There is a hazy quality to the green of the trees that I see in front of my house. The air is filled with a smoky regret from the trees for not having legs that can carry them away from the mess of this city. Each tree looks solitary, even in the collection of trees that is around it. There is no unity in this diversity. Each awaits the same fate. The buildings have started to tower above them ominously. The birds that sang their favourite morning prayers are nowhere to be seen. They wake up earlier than the sun and go to those high-rises to scavenge for food. The river of a hundred years ago, which ran in autumn and preserved its memory in poetry, is dead and buried in one of the many foundations of the buildings that have come up. The trees don’t talk to each other anymore. Because what is there to talk about but death, destruction, and doom? And those pesky, lecherous buildings.

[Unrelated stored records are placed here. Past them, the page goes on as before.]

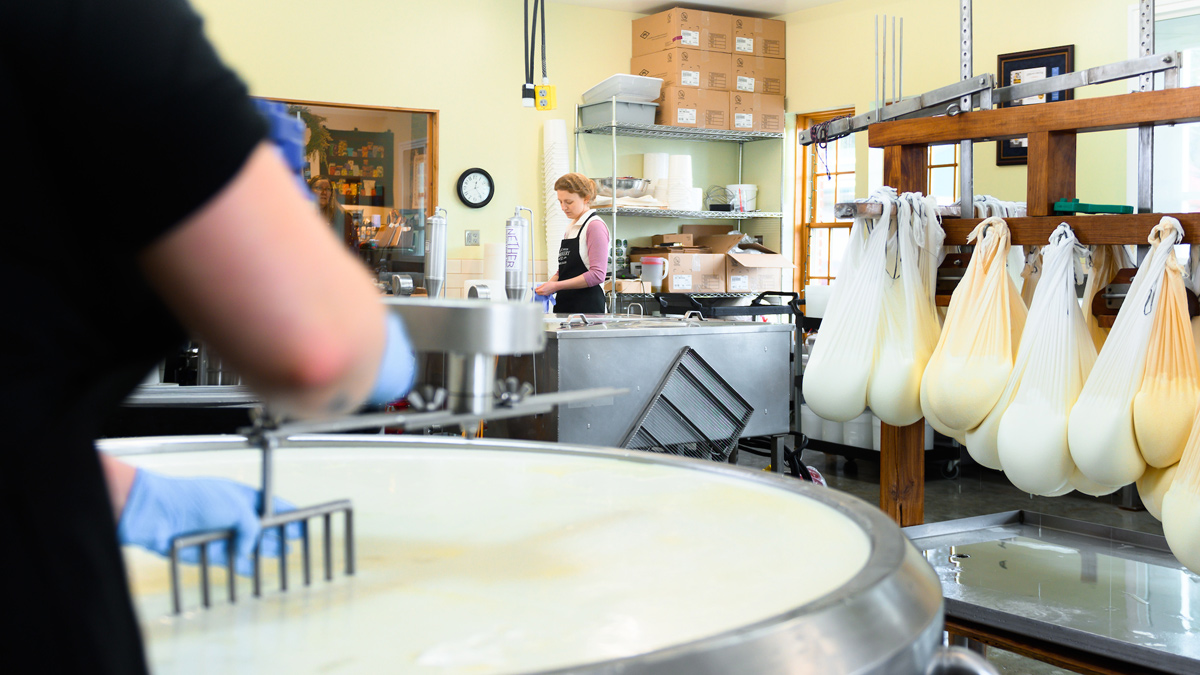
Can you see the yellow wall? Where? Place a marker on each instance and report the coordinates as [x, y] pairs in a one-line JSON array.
[[461, 58], [831, 65]]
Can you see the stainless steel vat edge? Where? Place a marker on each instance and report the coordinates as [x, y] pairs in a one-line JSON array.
[[471, 327], [894, 603]]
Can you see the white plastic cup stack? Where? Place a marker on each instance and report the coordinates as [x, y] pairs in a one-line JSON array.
[[679, 181], [555, 163]]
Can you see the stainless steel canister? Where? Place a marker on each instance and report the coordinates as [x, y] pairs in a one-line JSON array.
[[516, 252], [436, 254]]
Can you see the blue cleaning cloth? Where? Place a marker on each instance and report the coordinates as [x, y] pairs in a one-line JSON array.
[[547, 302], [163, 507], [287, 133]]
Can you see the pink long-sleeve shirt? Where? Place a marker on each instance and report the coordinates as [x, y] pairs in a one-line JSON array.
[[594, 249]]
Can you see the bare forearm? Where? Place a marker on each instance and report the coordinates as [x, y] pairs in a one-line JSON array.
[[259, 278], [119, 477], [574, 284]]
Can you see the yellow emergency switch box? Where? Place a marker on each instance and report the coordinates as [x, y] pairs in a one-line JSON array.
[[545, 97]]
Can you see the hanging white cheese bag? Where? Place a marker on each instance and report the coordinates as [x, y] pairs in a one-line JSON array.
[[1193, 284], [1170, 386], [1181, 505], [843, 357], [909, 322], [1054, 359], [973, 358], [1032, 274], [1101, 431], [1152, 487], [1105, 262], [981, 441]]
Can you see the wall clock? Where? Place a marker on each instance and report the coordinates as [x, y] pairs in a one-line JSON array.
[[475, 187]]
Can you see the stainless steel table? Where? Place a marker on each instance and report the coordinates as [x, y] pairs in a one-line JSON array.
[[1089, 597], [635, 353]]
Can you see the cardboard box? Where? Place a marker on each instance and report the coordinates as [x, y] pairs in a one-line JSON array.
[[699, 231], [629, 286], [756, 112], [760, 75], [664, 239], [694, 269], [748, 273], [711, 31], [760, 37], [695, 273], [696, 108], [687, 67]]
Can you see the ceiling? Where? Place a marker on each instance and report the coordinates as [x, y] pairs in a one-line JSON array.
[[766, 9]]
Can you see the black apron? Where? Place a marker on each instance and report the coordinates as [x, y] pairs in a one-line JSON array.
[[571, 264]]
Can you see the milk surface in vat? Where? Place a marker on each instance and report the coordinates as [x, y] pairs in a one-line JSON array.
[[496, 561]]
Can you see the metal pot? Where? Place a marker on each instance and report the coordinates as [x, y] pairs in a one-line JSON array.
[[625, 186], [886, 619]]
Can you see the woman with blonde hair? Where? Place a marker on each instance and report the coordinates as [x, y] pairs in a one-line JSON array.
[[333, 211], [583, 255]]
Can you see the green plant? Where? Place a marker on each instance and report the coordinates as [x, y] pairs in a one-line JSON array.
[[318, 135]]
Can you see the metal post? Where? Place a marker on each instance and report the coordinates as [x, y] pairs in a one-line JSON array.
[[741, 147], [966, 149], [1146, 133], [877, 97], [612, 292]]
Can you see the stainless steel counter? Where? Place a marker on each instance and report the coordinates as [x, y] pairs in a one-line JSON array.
[[635, 352], [1078, 585], [198, 396]]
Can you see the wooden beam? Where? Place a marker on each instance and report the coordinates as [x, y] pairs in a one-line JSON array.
[[906, 168], [903, 448], [1126, 111], [1051, 171], [1090, 230], [903, 472]]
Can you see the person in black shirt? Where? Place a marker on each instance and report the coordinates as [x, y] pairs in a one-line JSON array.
[[103, 96]]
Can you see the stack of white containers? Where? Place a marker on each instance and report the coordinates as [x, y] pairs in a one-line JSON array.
[[657, 168], [553, 166], [681, 193]]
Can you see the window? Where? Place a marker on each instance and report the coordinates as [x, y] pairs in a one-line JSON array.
[[825, 178], [943, 173]]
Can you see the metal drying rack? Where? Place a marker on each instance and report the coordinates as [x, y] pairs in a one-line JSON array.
[[905, 130]]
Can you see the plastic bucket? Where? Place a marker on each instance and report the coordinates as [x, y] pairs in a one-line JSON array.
[[654, 270]]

What is a word to describe this untamed, uncut, unhindered growth of trees inside a city? It is not a jungle. Those tend to be far away and teem with animals. This one is surrounded by huge buildings all around. Is it a forest? No, those have a magnificence about them that the one in front of me can’t match. Its edges are fast disappearing. It is not a garden! Those fancy carpets of green are dead. And this one is undulating, living and breathing even in its smallness.
Soon, this unnamed piece of urban space with trees will be gobbled up. The buildings that replace them will be marketed as boons to mankind. They will have swimming pools, playgrounds, and state-of-the-art facilities. Everyone will talk about them. No one will talk about the trees. Maybe a poet or two will. But the poets are dying, too. Overdosed and suffocated in a vomit of their own words. Anyway, who listens to poets anymore?
Or maybe some urban planner will come along and decide to spruce up how the trees look. A cut here. A trim there. Give them a complete makeover. Clear a few areas and carpet bomb those with tame grass. Dig a few holes and fill them with water. Kidnap a few swans or ducks or white birds and make the water they grace majestic. Carve a path of red soil inside and around it. Make a few amenities inside and have some food stalls outside. And name it as a park. Some of the trees will survive the naming. But the memory of all that they lost will dull their green.
In other news, there is a stillness in the air in Bhubaneswar now. Nothing moves. Nothing much is created. Or maybe it is just me. Have a happy Monday.
Such an important piece! Such relevant observations! So beautifully expressed! Bravo Sanket!
"The trees don’t talk to each other anymore."
Great line, Sanket!
I wonder if you've read Everything The Light Touches by Janice Pariat? Unless I'm muddled up (which happens far too often unfortunately), the book has these bits about trees communicating through their network of roots. Fascinating stuff. Even otherwise, it's a marvellous book. I'm sure you'll love it.